Frequently asked questions
The questions visitors arrive with — answered factually.
How is decode tok/s measured?
Decode tok/s is computed from wall-clock time between the first generated token and the last generated token, divided by the number of generated tokens (excluding the prompt). The measurement excludes prefill so it isolates per-token generation speed. Streaming is enabled when the backend supports it; otherwise the wall-clock fallback is used.
What is TTFT (time to first token)?
TTFT is the wall-clock latency between the request leaving the client and the first generated token arriving back. It captures connection overhead plus prefill time on the backend. On the local-inference backends llm-speed measures, TTFT is dominated by prefill on the prompt and scales with prompt length and model size.
What is prefill tok/s?
Prefill tok/s is the rate at which the backend processes input prompt tokens before generation starts. It's computed as prompt_tokens / prefill_wall_seconds. Prefill speed scales with input length and is the bottleneck for long-context workloads (W2, W3, W5) where the prompt is large.
What's the difference between prefill and decode tok/s?
Prefill processes the prompt in parallel before generation starts; decode generates one output token at a time. Decode is sequential and almost always slower per-token than prefill, sometimes by 10x or more. A backend can have great prefill and mediocre decode (or vice versa); reporting both keeps the comparison honest.
How do you compare a model across different hardware?
We measure the same workload (same prompt bytes, same output length, same batch size) on every machine, with the model digest pinned so two 'same' models with different quant pipelines aren't blended. Results group naturally as (model x backend x hardware), which is what /m/[slug] and /hw/[slug] surface.
Why are tok/s results different across runs of the same setup?
Run-to-run variance comes from thermal state, background load, and KV-cache reuse. We surface every run rather than averaging, so you can see the spread. Outliers more than 3 sigma from a (model x backend x hardware) cluster are flagged for review, not deleted.
What does 'signed' mean on a benchmark result?
Every upload is signed with an Ed25519 keypair generated on the submitting machine. The public key rides in the JWS protected header so anyone can verify the bytes. The server rejects any submission whose signature doesn't match its payload. Signing prevents result tampering and ties resubmissions to the same machine.
Can I dispute a result?
Yes. Every run page has a stable permalink. Open a GitHub issue referencing the run ID with what you think is wrong and the submitter is invited to reproduce. If they can't, the result is withdrawn. The whole exchange is public.

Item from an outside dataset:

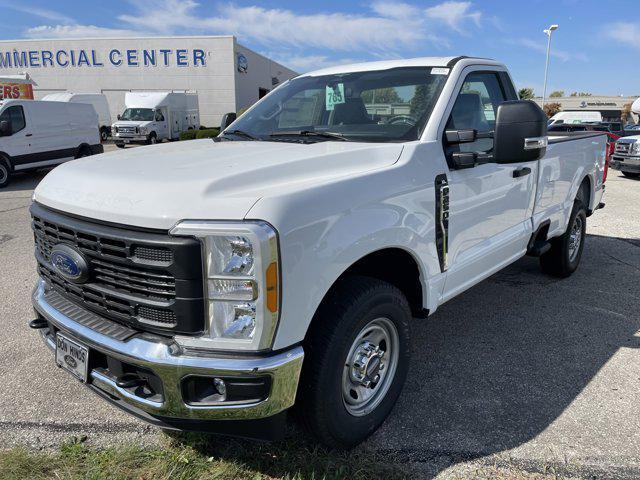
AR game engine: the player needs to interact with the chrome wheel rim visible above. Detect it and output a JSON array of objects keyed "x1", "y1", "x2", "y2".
[
  {"x1": 342, "y1": 318, "x2": 400, "y2": 417},
  {"x1": 569, "y1": 217, "x2": 582, "y2": 262}
]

Why not just publish a single composite score?
Composite scores hide the answer to 'is this fast for my workload?' A model can be fast at short chat and slow at long context, or great at decode and poor at prefill. We publish each workload's metrics separately so the reader picks the dimension that matches their use case.
How are multi-host benchmarks reproduced?
Each rig runs the same suite-v1 workloads end-to-end on its own machine; we never aggregate decode tok/s across hosts. The accelerator_summary string on every run page shows the full primary-accelerator + CPU + RAM breakdown of the host the numbers came from, so two RTX 5090 submissions on different motherboards stay distinguishable. Cross-host comparisons happen at the (model x hardware) page level, not inside a single run.
What does 'multi-host sweep' mean on the recent runs?
A sweep is one operator running the same model across several distinct hosts (e.g. an M3 Pro, an M3 Ultra, and an RTX 5090 box) under the same suite-v1 build, then submitting each as its own signed run. Every host gets its own /r/<id> page, its own fingerprint, and its own row on the relevant /m and /hw aggregations — there's no merged 'multi-host' result, just N independent ones.